For the traditional side, the core longhouse governments of the Haudenosaunee Confederacy in Canada, there was a victory just in having been recognized as lead negotiators by the band council government. The long tribal memory is keen on the details of Canadian ''regime change'' on Six Nations Reserve in 1924, an incident that reverberated in Europe as the League of Nations was petitioned by traditional chiefs of that day, notably the greatly respected Cayuga chief, Deskaheh.
It was Deskaheh who between 1921 and 1924, as ''Speaker of the Six Nations,'' first traveled to Geneva, Switzerland, to make the case over land, jurisdiction and the right of a ''small nation of the world'' to survive and to govern itself according to its custom and tradition. Deskaheh was denied an official hearing at the League of Nations but continued on a speaking tour that garnered great attention and support for the Six Nations cause. Nevertheless, Canada attacked then as well, imposing the Federal Indian Act, exiling Deskaheh, dispersing the traditional government and installing an elective system that 80 years later is called the Six Nations Band Council and governs day-to-day affairs and services on the reserve.
The band council is here to stay, 80 years later, and is not nearly as nefarious as its origin. Yet a strong moral and, many contend, legal authority still rests with the traditional longhouses, which are culturally central to the communities.
For elected Chief David General and most of his council to defer authority to the longhouse government on the land claims negotiation is the biggest political change in nearly a century.
As Hazel Hill, not a clan mother but an elder longhouse woman leader who was wrestled to the ground by five police officers during the April 19 assault, told the Star: ''It's monumental. It's big. I can't even explain the enormity of what's happening.''
The hope is that the unity of Native leadership now in talks with Canadian authorities will sustain and deepen.
Already, the resolute stand has brought Canada to the dialogue it long avoided, and the reality of purposeful negotiation has brought the beginning of common approach to a community divided into elective and traditional systems.
One big obstacle to good relations is the standoff itself, which sees the camp occupants worried about a police assault and, in response, keeping important roads around the reserve blockaded.
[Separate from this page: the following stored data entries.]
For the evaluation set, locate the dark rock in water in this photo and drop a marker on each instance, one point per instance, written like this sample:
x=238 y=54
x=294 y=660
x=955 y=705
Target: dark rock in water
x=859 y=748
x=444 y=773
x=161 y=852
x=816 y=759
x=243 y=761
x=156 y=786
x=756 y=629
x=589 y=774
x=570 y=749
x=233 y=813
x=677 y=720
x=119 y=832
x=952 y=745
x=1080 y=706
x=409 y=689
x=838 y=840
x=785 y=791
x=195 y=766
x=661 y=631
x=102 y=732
This is highly provocative and building intense anger among many non-Native local residents who are calling for force against ''the Indians.'' Interestingly, at least according to Haldiman County Mayor Marie Trainer, local residents still support the Native quest of land claims justice, reported CBC Newsworld.
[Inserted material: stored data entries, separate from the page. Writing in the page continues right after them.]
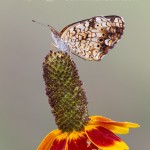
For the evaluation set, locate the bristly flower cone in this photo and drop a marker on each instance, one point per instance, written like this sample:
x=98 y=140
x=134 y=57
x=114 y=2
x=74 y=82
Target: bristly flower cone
x=65 y=93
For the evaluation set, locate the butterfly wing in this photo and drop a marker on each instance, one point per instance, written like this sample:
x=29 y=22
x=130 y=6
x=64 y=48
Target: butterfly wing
x=90 y=39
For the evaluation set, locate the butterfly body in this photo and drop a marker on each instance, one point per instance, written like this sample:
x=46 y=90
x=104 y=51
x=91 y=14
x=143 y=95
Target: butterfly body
x=92 y=38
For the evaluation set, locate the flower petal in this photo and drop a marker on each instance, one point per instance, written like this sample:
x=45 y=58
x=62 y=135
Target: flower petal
x=60 y=142
x=48 y=140
x=79 y=141
x=114 y=126
x=104 y=138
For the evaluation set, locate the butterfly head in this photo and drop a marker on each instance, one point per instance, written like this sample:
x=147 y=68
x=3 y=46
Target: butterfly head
x=61 y=45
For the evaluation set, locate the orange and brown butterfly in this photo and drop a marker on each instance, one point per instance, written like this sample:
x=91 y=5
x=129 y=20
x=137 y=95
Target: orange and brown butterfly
x=91 y=38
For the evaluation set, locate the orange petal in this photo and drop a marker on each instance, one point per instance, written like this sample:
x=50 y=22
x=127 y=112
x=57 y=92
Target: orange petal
x=60 y=142
x=79 y=141
x=104 y=138
x=48 y=140
x=115 y=127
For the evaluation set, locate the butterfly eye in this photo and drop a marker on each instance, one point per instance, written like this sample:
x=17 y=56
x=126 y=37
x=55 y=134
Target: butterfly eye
x=101 y=40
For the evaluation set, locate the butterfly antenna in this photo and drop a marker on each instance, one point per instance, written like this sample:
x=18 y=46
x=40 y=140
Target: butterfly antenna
x=42 y=24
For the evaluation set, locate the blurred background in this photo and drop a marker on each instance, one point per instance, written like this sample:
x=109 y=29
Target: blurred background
x=117 y=87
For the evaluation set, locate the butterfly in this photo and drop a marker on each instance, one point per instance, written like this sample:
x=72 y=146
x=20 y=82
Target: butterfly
x=91 y=38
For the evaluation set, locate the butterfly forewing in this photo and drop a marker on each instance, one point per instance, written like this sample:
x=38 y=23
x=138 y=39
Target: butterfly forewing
x=92 y=38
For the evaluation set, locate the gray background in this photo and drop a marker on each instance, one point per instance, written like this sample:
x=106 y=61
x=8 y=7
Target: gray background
x=117 y=87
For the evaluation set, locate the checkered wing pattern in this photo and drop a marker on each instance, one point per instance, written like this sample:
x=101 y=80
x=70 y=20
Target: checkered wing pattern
x=92 y=38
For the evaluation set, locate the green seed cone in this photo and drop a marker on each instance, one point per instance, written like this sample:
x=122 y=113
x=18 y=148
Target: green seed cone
x=65 y=93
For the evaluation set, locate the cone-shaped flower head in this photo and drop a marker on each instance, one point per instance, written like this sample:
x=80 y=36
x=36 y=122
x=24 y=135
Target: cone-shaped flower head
x=76 y=130
x=66 y=96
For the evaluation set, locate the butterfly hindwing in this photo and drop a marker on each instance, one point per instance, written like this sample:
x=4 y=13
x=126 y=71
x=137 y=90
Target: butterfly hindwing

It behooves the Indian activists to fully cultivate this lingering support and turn it in a positive direction.
Deskaheh, the ancestor chief who called on the world for support of Six Nations causes in 1924, wrote a letter to his people from his European mission. He requested from them a longhouse meeting back home, where ''you must combine all the good people ...to ask [the Creator] to help us in our distress of this moment and you must use Indian tobacco, in our usual way we ask help from our Great Spirit.''
Deskaheh specified that the tobacco-burning must be done ''very early in the morning, so that our God may hear you and the children.'' We join Deskaheh's insightful call for the positive thought, so that good minds may prevail on behalf of our future generations.